مَنْ نَذَرَ أَنْ يُطِيعَ اللّٰهَ فَلْيُطِعْهُ وَمَنْ نَذَرَ أَنْ يَعْصِيَهُ فَلَا يَعْصِهِ (خ عم عائشة)

″Her kim Allah’a itaat etmek üzere adak adarsa ona uysun. Her kim de Allah’a isyan etmek üzere adak adarsa, Allah’a isyan etmesin.″[1]

Adak hakkında daha geniş bilgi Sûre-i Bakara, Âyet 270 ve izahına bakınız.
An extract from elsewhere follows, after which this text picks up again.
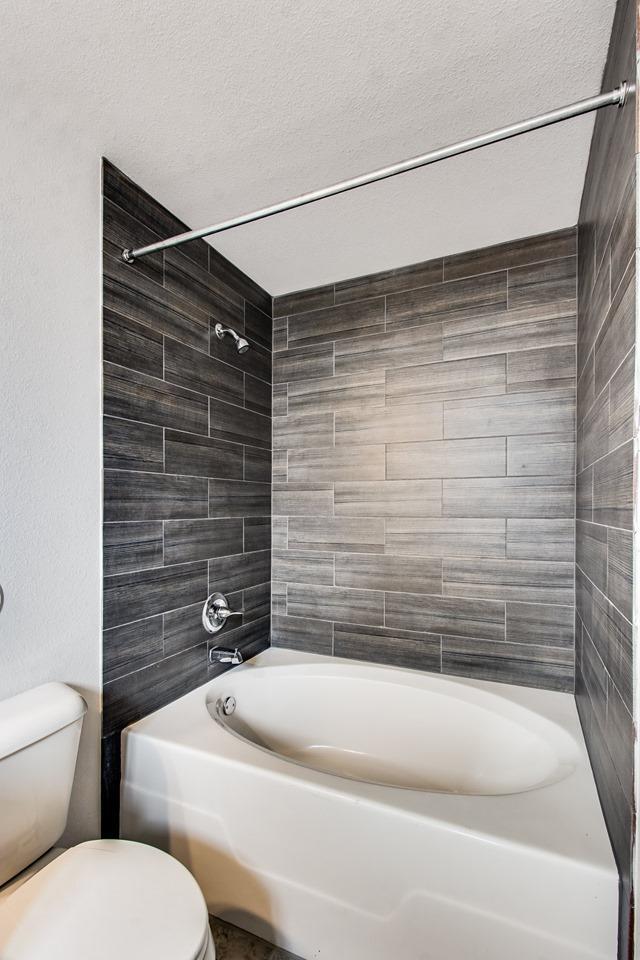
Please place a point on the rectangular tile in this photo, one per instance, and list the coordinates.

Yine Âyet-i Kerîme’de: ″Ona ihtiyaçları olduğu halde yemeklerini yoksula, yetime ve esire yedirirler″ diye buyrulmaktadır. Burada vasıfları zikredilen kimseler ile ilgili olarak İbn-i Abbas Radiyallâhu anhumâ’dan şu hâdise nakledilmiştir:

Bu Âyet-i Kerîme, Hz. Ali ve Pey­gamberimiz Sallallâhu aleyhi ve sellem’in kızı Hz. Fâtıma hakkındadır. Hz. Ali, bir gece bir miktar arpa karşılığında bir hurmalığı suladı. Sabah olup da ücreti olan arpayı alınca eve geldi, üçte birini öğütüp ondan ″Hazîra″ dedikleri bir yemek yaptılar. Ye­mek pişince bir yoksul geldi ve yemek istedi de pişen yemeği ona verdiler. Son­ra ikinci üçte birini de öğütüp yemek yaptılar. Bu yemek pişince bu sefer de bir ye­tim gelip bir şeyler istedi. Bu yemeği de o yetime verdiler ve kalan son üçte birini de öğütüp ondan yemek yaptılar. Bu yemek pişince bu sefer müşriklerden bir esir geldi ve bir şeyler istedi. Son yemeklerini de ona verdiler ve o günü aç olarak geçirdiler. İşte bunun üzerine bu Âyet-i Kerîme nâzil oldu.


[1] Sahih-i Buhârî, Îman ve’n-Nuzûr 18.